Check that the Connector Plugin is correct and that the information in Connector Properties is correct.

  1. Verify that the Connector Properties file contains all the values you set on the S3SinkConnector page.

  2. Manually edit the file and add the following line: "value.converter.schemas.enable": "false"

    Remember to add a comma at the end of the previous line.

  3. Click Finish.

    The connectors summary page opens.

Test the connection

After the connector is created, test the connection by writing to one of your topics, then checking the contents of the S3 bucket in the AWS management console.

  1. From the navigation menu, select Topics.

  2. On the Topics page, click the name of the topic you created for exporting to your S3 bucket.

    The summary page for that topic opens.

  3. Open the Actions menu and select Publish Message.

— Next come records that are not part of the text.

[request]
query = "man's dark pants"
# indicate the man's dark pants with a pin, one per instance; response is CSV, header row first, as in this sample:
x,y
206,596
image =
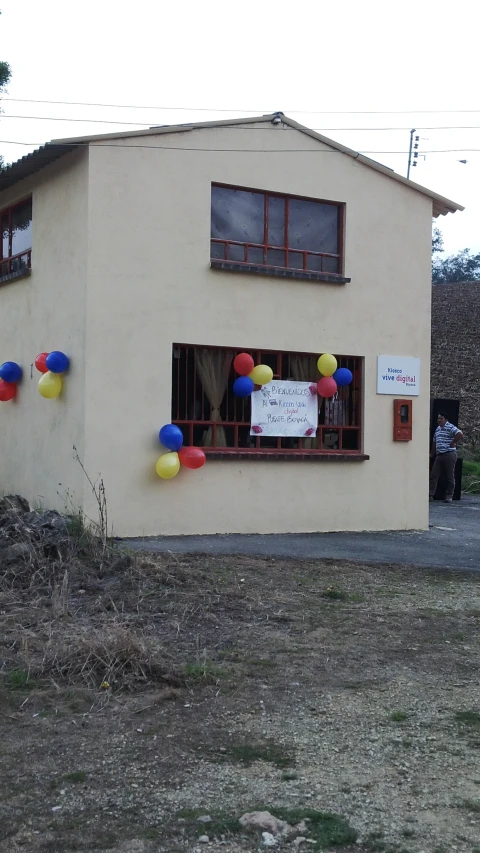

    The Produce Message dialog box opens.

  4. Select the Key tab and type a key on the first line.

    For example, type key-1.

  5. Select the Value tab and type a value on the first line.

    For example, type [{"name":"user-1"}].

  6. Click Publish.

  7. Click Close to close the success message.

  8. From the navigation menu, select Kafka Connect.

  9. Under Cluster, click the cluster name.

    The cluster summary page opens, and the state for Connector shows Running.

  10. In the AWS management console, display the page for your S3 bucket.

  11. Click the refresh symbol to refresh the page, then verify that your S3 bucket is listed.

  12. Click your S3 bucket name to see the topic.